My comments are in italics.
Asian Schools Reach Out to the West (Wall Street Journal) – Singapore MBA programs are hungry for western applicants.
“For years, Asian business schools have enrolled mostly students from the region, but now they’re aggressively recruiting Western applicants to improve their world-wide reputations and attract a broader swath of corporate recruiters.”
“The lackluster U.S. and Western European job market has already enticed some students with prospects of greener economic pastures in cities like Singapore and Shanghai, while others seek more global experience.”
“But even without additional language skills, schools say students can land jobs in finance and energy in Asia, or with regional companies looking to expand into international market, like the U.S. and Europe.”
“The schools, however, still have a way to go before they reach a critical mass of Americans and other Westerners. Just 5% to 8% of Nanyang’s students are American citizens, and Indian School of Business, about 5% of the class is international. At CEIBS, about 40% of the student body is international, with one-third of that from the Americas. And at HKUST, which had almost no international students when Mr. DeKrey joined 16 years ago, Americans comprised 14% of the student body this year, second only to Chinese.”
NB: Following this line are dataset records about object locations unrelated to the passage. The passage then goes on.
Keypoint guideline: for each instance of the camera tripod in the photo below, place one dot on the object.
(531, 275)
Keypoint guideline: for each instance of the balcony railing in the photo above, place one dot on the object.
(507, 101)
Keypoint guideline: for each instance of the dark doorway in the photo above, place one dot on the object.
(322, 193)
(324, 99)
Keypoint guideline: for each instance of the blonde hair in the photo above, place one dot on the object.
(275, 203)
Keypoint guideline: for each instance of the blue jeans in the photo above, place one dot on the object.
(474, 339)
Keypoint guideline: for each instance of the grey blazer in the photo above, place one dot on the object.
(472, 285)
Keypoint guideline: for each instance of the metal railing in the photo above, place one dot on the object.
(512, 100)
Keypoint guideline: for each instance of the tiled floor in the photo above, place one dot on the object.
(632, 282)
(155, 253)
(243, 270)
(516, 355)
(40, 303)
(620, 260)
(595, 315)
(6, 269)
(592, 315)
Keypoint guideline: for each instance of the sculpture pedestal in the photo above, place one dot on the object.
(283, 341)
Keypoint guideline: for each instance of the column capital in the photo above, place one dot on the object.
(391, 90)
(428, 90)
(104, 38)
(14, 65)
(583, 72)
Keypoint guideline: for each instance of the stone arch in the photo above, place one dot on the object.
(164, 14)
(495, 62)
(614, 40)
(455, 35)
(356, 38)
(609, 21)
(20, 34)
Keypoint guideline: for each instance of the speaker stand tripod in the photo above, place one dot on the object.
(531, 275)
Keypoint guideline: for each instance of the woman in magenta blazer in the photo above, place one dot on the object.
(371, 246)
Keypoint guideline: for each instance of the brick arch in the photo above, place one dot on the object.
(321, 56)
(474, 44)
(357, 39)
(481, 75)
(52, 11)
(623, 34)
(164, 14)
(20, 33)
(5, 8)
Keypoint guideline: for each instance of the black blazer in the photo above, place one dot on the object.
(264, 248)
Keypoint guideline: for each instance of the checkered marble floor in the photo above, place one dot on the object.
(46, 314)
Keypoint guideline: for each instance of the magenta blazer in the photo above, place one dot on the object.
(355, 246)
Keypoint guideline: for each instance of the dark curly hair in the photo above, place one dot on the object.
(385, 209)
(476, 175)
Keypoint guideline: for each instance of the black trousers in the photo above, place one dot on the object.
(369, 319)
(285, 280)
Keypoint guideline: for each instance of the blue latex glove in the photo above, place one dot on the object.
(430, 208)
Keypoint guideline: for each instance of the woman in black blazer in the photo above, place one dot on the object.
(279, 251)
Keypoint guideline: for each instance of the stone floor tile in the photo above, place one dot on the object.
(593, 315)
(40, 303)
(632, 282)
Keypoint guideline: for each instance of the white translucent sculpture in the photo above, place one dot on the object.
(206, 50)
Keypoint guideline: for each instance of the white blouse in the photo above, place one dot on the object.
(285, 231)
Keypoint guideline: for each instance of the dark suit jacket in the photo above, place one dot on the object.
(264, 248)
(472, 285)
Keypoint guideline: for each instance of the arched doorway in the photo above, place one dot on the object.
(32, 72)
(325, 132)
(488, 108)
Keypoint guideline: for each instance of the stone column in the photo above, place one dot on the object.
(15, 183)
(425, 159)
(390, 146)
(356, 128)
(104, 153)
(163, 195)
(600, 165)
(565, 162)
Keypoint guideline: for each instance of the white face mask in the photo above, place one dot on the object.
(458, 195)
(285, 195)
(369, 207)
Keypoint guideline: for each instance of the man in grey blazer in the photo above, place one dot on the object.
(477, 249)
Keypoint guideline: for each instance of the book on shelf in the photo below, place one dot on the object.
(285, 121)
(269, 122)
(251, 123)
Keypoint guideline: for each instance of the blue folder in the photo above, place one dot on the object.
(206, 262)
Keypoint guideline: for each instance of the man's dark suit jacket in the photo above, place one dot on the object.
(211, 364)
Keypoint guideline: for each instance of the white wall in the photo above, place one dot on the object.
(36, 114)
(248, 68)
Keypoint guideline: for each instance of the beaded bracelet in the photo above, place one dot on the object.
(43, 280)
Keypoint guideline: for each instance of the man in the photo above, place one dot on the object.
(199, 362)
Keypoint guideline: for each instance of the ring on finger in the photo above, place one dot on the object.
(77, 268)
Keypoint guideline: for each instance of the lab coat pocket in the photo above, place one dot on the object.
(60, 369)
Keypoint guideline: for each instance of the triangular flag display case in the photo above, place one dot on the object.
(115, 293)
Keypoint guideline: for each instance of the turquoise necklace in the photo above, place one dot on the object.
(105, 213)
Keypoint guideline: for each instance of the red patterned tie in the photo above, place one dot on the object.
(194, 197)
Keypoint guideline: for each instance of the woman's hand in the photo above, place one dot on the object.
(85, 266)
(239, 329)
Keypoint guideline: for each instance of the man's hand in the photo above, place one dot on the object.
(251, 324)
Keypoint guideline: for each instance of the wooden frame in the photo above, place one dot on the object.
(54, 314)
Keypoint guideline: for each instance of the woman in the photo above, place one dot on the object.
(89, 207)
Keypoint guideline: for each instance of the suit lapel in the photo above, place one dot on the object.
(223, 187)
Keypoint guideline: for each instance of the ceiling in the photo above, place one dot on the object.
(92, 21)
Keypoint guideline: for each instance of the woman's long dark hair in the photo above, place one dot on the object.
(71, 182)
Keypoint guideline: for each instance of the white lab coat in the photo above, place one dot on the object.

Opening Doors to Success: Top MBAs Shape Asia’s Leaders of Tomorrow (Asian Correspondent) – it’s interesting to hear what MBA programs in the UK, US and Australia are doing to give their students exposure to Asia. But why not live, study, and work IN Asia to build your knowledge, network and skills?
The link between creativity, freedom, and entrepreneurship (SGEntrepreneurs) – Singapore recently hosted the World Entrepreneurship Forum on Nov. 3. The Singapore government has done much to encourage entrepreneurship in Singapore (see www.spring.gov.sg as an example). Ultimately, nurturing innovation requires not only a great start-up support but also a flourishing cultural life.
“This opening up of Singapore society is what Banyan Tree Hotels & Resorts executive chairman Ho Kwon Ping described as the ‘New Normal’ — a term used to describe the changes to the country’s socio-political landscape leading up to and after the recent General Election in May 2011.”